Trzmiele pomagają rosnąć pomidorom – udowodniła 18-latka ze Słupska

Nastolatka sama zbudowała budki dla owadów
Nastolatka sama zbudowała budki dla owadów
Źródło: Monika Leończyk

Dzięki swojemu odkryciu wygrała krajowy etap konkursu Młodych Naukowców Unii Europejskiej. Udowodniła, że trzmiele mogą zwiększyć plony pomidorów o 30 procent. - Są większe, smaczniejsze, bardziej soczyste - zapewnia nastolatka.

Monika Leończyk, uczennica drugiej klasy liceum ogólnokształcącego przeprowadziła eksperyment na plantacji pod Słupskiem, w dwóch tunelach foliowych, w których uprawiane były pomidory. W jednym z nich nastolatka umieściła budkę dla trzmieli, które miały zapylać rośliny. W drugim owadów nie było.

Większe, zdrowsze, lepsze

- Okazało się, że plony z tunelu z trzmielami były o około 30 proc. wyższe od tych zapylanych sztucznie. Do tego pomidory były większe, smaczniejsze, bardziej soczyste. Były też bardziej odporne na transport a to przełożyło się na wyższy o 1,5 tys. zł zysk dla plantatora – mówi Monika Leończyk, uczennica II LO w Słupsku.

Inspiracją dla nastolatki do przeprowadzenia badania było dosłownie jej własne podwórko, na którym – jak zauważyła – w ostatnich latach było coraz mniej trzmieli.
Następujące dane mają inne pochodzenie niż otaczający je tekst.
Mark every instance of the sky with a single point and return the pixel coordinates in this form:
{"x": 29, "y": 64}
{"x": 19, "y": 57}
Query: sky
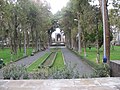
{"x": 57, "y": 5}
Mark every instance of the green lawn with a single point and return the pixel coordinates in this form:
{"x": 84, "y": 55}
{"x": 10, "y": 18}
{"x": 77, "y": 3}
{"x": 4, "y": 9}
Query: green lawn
{"x": 91, "y": 54}
{"x": 58, "y": 64}
{"x": 34, "y": 66}
{"x": 7, "y": 57}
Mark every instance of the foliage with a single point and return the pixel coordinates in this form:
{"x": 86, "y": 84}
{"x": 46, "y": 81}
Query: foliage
{"x": 24, "y": 23}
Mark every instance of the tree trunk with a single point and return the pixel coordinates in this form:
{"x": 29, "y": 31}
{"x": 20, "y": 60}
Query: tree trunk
{"x": 107, "y": 29}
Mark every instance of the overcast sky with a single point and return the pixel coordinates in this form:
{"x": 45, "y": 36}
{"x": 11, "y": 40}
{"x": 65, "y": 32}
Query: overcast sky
{"x": 57, "y": 5}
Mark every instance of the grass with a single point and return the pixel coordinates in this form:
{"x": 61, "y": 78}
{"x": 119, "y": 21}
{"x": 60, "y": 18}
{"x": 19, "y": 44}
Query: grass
{"x": 58, "y": 63}
{"x": 34, "y": 66}
{"x": 7, "y": 57}
{"x": 91, "y": 54}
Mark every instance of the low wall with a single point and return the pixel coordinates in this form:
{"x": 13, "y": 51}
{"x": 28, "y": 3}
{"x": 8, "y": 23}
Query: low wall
{"x": 115, "y": 68}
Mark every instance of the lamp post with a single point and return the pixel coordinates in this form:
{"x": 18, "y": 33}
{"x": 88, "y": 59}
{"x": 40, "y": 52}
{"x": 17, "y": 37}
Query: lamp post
{"x": 97, "y": 37}
{"x": 79, "y": 32}
{"x": 104, "y": 32}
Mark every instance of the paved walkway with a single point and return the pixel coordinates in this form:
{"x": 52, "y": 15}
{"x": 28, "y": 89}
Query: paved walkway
{"x": 70, "y": 84}
{"x": 81, "y": 66}
{"x": 27, "y": 61}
- Kiedyś było ich mnóstwo, ostatnio jest coraz mniej. Kiedy zaczęłam to sprawdzać okazało się, że populacja tych owadów w ciągu ostatnich kilku lat spadła o 90 proc. Wyczytałam też, że mogą one mieć pozytywny wpływ na uprawy roślin pod osłonami, ale bez konkretów. Dlatego postanowiłam to sprawdzić – tłumaczy.

Dziewczyna zaczęła projektować budki dla trzmieli, w których owady mogłyby się osiedlić. Wtedy okazało się też, że przyciąga je kolor niebieski i to w takich „domkach” zamieszkiwały najchętniej.
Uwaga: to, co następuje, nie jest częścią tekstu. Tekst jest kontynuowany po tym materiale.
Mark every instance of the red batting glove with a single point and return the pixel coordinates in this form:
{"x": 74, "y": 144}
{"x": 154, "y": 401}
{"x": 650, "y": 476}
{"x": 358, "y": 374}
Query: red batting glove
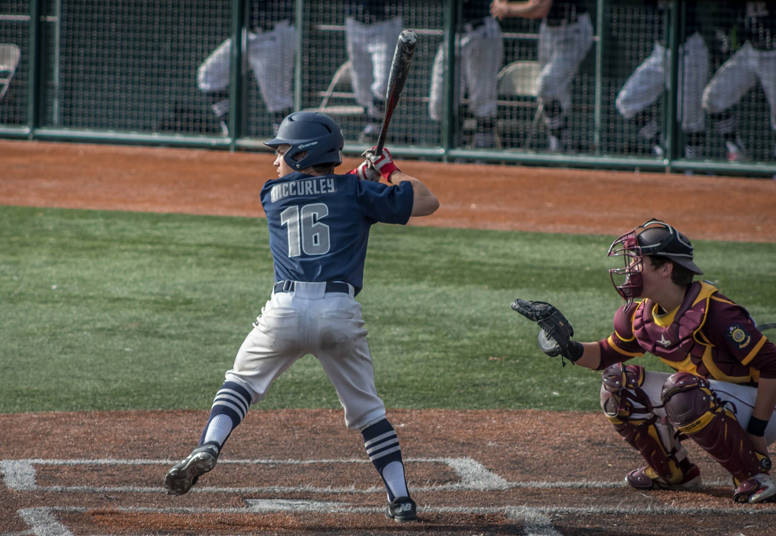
{"x": 366, "y": 172}
{"x": 383, "y": 163}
Wygrała indeks na medycynę

Dzięki swojemu odkryciu uczennica wygrała krajowy etap konkursu Młodych Naukowców Unii Europejskich w Warszawie i będzie reprezentowała Polskę w kolejnym etapie. W nagrodę otrzymała 6 tys. zł, ale co ważniejsze już zapewniła sobie miejsce na studiach medycznych na Uniwersytecie Jagiellońskim.

Zadowolenia z sukcesu swojej podopiecznej nie kryje dyrektor II LO w Słupsku. – To pokazuje, że ten prowincjonalny dla naukowego świata Słupsk, też ma ogromny potencjał. Cieszy to tym bardziej, że badania Moniki mają praktyczne zastosowanie, nie jest to wiedza tylko teoretyczna – stwierdza Mariusz Domański.